Tuesday, July 6, 2010

Enjoying my liberty


I feel a lot of pressure around holiday weekends to HAVE A GREAT WEEKEND.  Oh the stress of it.  But after a month of visitors I simply wanted just a regular weekend.  No optimizing and juggling, no car trips, no extraordinary measures involving crowds or exertion, no rippin' and runnin'.   Just a little music and beer with friends and their delightful kids (meaning they didn't bother me) on Friday, 



a little golf on Saturday, 

Chip pondering his next shot.  Me not pondering my shot and screwing around with my phone.  

....and a relaxed movie at home sent from Blockbuster this week by way of Chip's hot tub time machine.  He is the only one who ever fiddles with the Blockbuster queue online so we get an occasional movie from the past that he feels he missed along life's journey.

"Why did you order this?  This movie is from ten years ago."
"I always wanted to see it.

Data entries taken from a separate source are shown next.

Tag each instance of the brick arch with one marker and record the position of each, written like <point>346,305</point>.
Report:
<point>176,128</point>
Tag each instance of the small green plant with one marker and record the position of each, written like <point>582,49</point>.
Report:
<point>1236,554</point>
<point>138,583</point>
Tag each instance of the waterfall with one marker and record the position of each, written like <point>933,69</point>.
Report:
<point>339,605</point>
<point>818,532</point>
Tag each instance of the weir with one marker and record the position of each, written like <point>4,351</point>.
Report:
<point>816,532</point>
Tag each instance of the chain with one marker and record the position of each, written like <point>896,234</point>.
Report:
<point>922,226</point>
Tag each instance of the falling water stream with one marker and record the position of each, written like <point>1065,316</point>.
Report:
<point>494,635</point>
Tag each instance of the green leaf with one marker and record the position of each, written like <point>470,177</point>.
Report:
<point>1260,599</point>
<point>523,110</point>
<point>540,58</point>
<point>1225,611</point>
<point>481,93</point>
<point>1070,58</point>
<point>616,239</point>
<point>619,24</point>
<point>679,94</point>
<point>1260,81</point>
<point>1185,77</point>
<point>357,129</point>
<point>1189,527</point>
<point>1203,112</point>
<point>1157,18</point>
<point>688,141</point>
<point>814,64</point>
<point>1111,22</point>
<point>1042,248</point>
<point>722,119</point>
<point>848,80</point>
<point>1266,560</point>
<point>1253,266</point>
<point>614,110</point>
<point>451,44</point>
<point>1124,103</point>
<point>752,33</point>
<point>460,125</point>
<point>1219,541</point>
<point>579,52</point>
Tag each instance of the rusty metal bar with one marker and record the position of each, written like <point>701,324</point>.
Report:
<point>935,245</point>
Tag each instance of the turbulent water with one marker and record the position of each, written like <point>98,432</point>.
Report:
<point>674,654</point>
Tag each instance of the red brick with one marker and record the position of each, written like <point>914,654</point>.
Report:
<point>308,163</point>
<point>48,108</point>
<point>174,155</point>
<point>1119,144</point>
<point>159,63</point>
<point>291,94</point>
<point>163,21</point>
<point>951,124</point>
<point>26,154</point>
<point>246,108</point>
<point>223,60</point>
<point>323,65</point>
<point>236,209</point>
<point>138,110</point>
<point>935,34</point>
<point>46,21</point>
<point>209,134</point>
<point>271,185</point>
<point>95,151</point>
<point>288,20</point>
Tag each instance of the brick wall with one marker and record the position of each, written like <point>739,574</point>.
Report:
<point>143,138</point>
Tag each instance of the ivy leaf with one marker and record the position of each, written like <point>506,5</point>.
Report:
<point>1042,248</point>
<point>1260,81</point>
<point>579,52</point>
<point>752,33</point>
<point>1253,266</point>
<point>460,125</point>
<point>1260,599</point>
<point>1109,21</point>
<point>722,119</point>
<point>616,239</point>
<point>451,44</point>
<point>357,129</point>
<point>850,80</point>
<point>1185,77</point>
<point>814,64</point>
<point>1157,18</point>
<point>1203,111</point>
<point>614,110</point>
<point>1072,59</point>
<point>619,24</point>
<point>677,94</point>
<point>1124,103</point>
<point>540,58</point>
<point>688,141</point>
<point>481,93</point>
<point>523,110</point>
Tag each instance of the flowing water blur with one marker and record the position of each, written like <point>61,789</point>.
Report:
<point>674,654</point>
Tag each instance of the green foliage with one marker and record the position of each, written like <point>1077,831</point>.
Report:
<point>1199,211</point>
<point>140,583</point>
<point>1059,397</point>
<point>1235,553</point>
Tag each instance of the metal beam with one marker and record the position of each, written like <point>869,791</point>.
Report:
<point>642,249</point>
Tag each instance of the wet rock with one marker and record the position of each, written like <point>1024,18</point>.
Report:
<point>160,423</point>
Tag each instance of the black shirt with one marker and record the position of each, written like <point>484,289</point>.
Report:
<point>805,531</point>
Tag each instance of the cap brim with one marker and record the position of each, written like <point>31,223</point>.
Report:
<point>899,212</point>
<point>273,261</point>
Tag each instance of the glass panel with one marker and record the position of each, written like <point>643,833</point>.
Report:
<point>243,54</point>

Instead of criticizing my choices, why don't one of you three learn how to use the queue and order what you like?"  
(three women in unison) "Boo! Your movie choices are terrible!  Pick better ones that we'll like."  
That's the general gist of it anyway.  But The Big Lebowski is indeed a movie worth seeing even 12 years after its release.

Olivia is adamant that celebrating the Fourth of July is out of order on any day but the actual Fourth.  And I can see how she came to hold this philosophy.  Madison has a strange tradition of scheduling fireworks and other Fourth of July activities on every day BUT the Fourth.  Take for instance the most bafflingly scheduled massive Rhythm and Booms Festival, an all day family event that hosted 200,000 people this year and that culminates in a pretty kickass fireworks display at dark. Usually held the Friday before the Fourth, which is sometimes as early as June 28th, this year it was held on Saturday, July 3rd. Okay.....

Happy to be celebrating ON the actual Fourth of July

On Sunday, the REAL Fourth of July, we finally succumbed to the pressure of HAVING A GREAT  WEEKEND and attended our neighborhood parade and carnival, ate grilled animals and watched the bombs bursting in air.

 That tragically hip banana seated Schwinn in a sea of Trek

The annual running of the water balloon gauntlet where even the children are bloodthirsty.


My friend sent me this picture below from her phone to include me in a moment that so perfectly captured a child's delight for a sparkling night sky. Maybe one of the first displays these guys will remember as grown ups.


While fireworks aren't such a fresh experience for me anymore, I always look to the crowd for my inspiration.  Seen through the eyes of kids on blankets with their bare toes dangling over and grasping at the cool grass or through the eyes of older adults who've seen maybe seventy or eighty Fourth of July fireworks now in their reflective lawn chair reposes, windbreakers zipped to the neck in the 85 degrees, hands in laps and ankles folded beneath their chairs in quiet anticipation.  The show starts without warning and the blue-black sky is suddenly asplash with brilliant color for only seconds at a time; an ephemeral palette of sulfur greens and purples and coral pinks in traditional umbrella bursts, occasional large and lazy gold weeping willows that twinkle gently before burning out and bright white curly whirlygigs that fizz up, up, up and out.   The pace is predictable but the sequence never is.  A new color, a new shape.  What's next?  And it all goes wild and woolly in the finale because that's the way we like it and as the last pop pops, it's suddenly quiet for a second before everyone begins clapping for miles.  The applause floats up into space to travel infinitely, a gesture of gratitude and reflection for simple beauty, freedom, family and tradition that quite literally knows no bounds.